WWMAD: Help! She’s a chronic-coffee-breath-close-talker!

Due to technical difficulties, this post should have aired Sunday and did not. Your blog mistress is much mortified that her carefully pre-scheduled post did not run while she was out of town but its Hoot Suite scheduled Tweets most certainly did. Fear not: This Sunday series will return on Sundays, allowing readers to ask the queen for advice on life and love. Ask your own questions at whatwouldmarieantoinettedo at gmail dot com.

Venus will promote one of these cherubs to head angel. I promise you, it won't be the smelly close-talker. Francois Boucher, the Toilet of Venus

Dear Marie,

I have a coworker who is very nice but she’s the type to wear blue panties beneath her white slacks and bring her coffee cup into the ladies room. These things are odd and sometimes disgusting but don’t really impact the rest of us, so we’ve said nothing. However, she is a chronic coffee drinker and has interminable coffee breath. She’s also what Seinfeld calls “a close talker.” What do we do?
–The Cubemate

Mlle. Cube mate,

Grooming is an essential issue — one that can interfere with one’s rise to power. My sister-in-law, The Comtesse de Provence, Marie Josephine Louise of Savoy, on paper, seemed a fitting rival for someone like yours truly. Mme. Du Barry planned her a wedding that was grand as mine, and having Louis XV’s gal on your side is no small feat. The Comtesse was younger than me and not Austrian, and seemed well on the road to being everyone’s favorite. At least that’s what she thought. She once even declared:  “If I am not to be a queen, I am of the stuff of which queens are made.”

Sadly, my darling Comtesse was smelly girl. A smelly, smelly, smelly girl. She was smelly even for Versailles, which was something since this was a palace where courtiers relieved themselves in stairwells. Louis XV asked his ambassador to have her father, King Victor Amadeus III, have a talk with her. Among the French King’s recommendations were that, if she had the chance, to wash her neck, clean her teeth and comb her hair. Her father wrote her and reminded her not to neglect herself, but her stock had already plummeted. She couldn’t keep the interest of Du Barry, who started to dislike her, King Louis XV clearly preferred my sparkling company to that of the Comtesse, and since the Savoy princess could not produce an heir, she lost any hope of influence she might have had at Versailles. People still disliked me, but that was because I was pretty and the daughter of an Empress. No one could deny I looked – and smelled – like royalty.

If this is your dear friend, you need to say something. Don’t be coy, or she might not understand it’s a problem.

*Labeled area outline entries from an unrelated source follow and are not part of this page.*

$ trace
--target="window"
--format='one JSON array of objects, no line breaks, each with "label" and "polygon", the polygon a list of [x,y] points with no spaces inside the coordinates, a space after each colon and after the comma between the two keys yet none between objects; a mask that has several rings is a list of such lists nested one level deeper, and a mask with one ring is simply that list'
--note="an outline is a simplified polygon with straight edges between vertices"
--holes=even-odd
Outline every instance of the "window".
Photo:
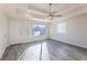
[{"label": "window", "polygon": [[44,35],[45,34],[45,25],[44,24],[33,24],[32,26],[32,35]]},{"label": "window", "polygon": [[58,33],[66,33],[66,23],[57,24],[57,32]]}]

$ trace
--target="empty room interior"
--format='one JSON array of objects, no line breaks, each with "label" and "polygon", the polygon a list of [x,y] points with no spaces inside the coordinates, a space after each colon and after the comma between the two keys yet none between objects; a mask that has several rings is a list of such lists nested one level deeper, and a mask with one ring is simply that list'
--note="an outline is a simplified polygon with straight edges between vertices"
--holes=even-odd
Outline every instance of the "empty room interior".
[{"label": "empty room interior", "polygon": [[87,61],[87,4],[0,3],[0,61]]}]

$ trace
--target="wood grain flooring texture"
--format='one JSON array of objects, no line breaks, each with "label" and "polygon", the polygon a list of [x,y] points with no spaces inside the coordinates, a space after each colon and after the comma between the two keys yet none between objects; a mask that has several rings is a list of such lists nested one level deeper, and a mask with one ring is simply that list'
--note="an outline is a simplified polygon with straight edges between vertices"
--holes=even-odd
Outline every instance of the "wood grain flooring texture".
[{"label": "wood grain flooring texture", "polygon": [[87,48],[43,40],[10,45],[1,61],[87,61]]}]

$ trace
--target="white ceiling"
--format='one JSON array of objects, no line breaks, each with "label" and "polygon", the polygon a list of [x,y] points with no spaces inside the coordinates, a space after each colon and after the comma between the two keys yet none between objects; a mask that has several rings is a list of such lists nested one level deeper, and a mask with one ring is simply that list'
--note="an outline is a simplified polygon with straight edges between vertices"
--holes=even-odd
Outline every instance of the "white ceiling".
[{"label": "white ceiling", "polygon": [[[45,20],[48,15],[48,4],[47,3],[4,3],[0,4],[0,9],[10,18],[20,19],[35,19]],[[87,4],[85,3],[53,3],[52,11],[54,14],[62,14],[61,18],[54,18],[54,20],[65,19],[74,17],[80,13],[87,12]]]}]

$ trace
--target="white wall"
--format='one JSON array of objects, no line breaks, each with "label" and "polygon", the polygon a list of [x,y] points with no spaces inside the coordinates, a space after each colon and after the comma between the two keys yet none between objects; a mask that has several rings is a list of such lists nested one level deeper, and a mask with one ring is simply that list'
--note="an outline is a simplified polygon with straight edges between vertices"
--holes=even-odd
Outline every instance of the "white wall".
[{"label": "white wall", "polygon": [[0,10],[0,58],[8,46],[8,22],[3,12]]},{"label": "white wall", "polygon": [[[59,23],[66,23],[66,33],[57,33]],[[87,13],[52,22],[51,39],[87,48]]]},{"label": "white wall", "polygon": [[[46,33],[45,35],[32,36],[30,34],[31,25],[35,23],[46,24]],[[47,39],[48,36],[48,25],[45,22],[35,22],[35,21],[26,21],[21,19],[9,19],[9,43],[18,44],[18,43],[26,43],[39,40]]]}]

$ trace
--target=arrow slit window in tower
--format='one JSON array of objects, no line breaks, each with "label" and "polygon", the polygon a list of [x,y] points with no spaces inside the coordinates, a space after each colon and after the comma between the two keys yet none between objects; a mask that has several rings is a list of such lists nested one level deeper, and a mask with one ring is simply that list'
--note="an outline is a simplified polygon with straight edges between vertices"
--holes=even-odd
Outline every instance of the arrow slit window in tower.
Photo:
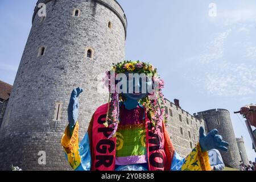
[{"label": "arrow slit window in tower", "polygon": [[63,104],[62,103],[57,102],[55,104],[55,111],[54,112],[54,119],[55,121],[61,121],[61,115],[62,106]]},{"label": "arrow slit window in tower", "polygon": [[112,23],[111,22],[109,22],[109,29],[112,29]]},{"label": "arrow slit window in tower", "polygon": [[42,46],[38,50],[38,57],[44,55],[45,52],[46,47],[44,46]]},{"label": "arrow slit window in tower", "polygon": [[79,16],[80,14],[80,10],[79,10],[79,9],[75,9],[73,13],[73,15],[75,16]]}]

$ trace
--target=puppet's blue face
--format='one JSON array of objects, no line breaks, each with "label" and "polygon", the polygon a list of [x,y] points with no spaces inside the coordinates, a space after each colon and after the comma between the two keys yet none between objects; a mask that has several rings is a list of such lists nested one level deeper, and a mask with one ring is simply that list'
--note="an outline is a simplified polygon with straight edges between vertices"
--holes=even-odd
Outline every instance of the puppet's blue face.
[{"label": "puppet's blue face", "polygon": [[[135,79],[129,75],[131,73],[125,73],[127,79],[127,92],[122,94],[128,100],[139,101],[148,95],[148,88],[152,86],[152,79],[142,77]],[[130,77],[129,77],[130,76]]]}]

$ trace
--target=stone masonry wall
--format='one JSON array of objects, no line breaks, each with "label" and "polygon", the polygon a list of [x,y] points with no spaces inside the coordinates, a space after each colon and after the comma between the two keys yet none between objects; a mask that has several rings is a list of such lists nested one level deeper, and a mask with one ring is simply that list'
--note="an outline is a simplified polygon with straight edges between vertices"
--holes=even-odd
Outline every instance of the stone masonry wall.
[{"label": "stone masonry wall", "polygon": [[[79,98],[81,139],[93,112],[108,101],[108,94],[98,93],[97,76],[125,59],[126,24],[120,17],[125,16],[115,1],[42,2],[47,2],[47,16],[42,20],[35,14],[0,130],[0,169],[11,164],[23,170],[71,169],[60,140],[71,92],[85,89]],[[79,16],[73,15],[75,9]],[[38,57],[42,46],[44,55]],[[86,57],[86,47],[93,49],[92,59]],[[62,112],[54,121],[57,102]],[[38,164],[40,151],[46,152],[46,165]]]}]

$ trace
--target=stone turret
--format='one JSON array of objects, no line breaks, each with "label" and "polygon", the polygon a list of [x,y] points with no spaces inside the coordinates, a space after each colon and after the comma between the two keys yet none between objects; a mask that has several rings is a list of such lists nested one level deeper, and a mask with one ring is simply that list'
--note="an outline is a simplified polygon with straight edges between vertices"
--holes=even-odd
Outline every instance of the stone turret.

You might even bring a travel brush and paste for her to use straight away.

If this is your rival or someone that you do not especially like, do nothing at all. Conduct as many affairs as possible through the email, phone and the post if you must to suffer through. Odd people who cannot floss don’t usually move ahead and it won’t be long until you are installed in an office somewhere upwind from your colleague.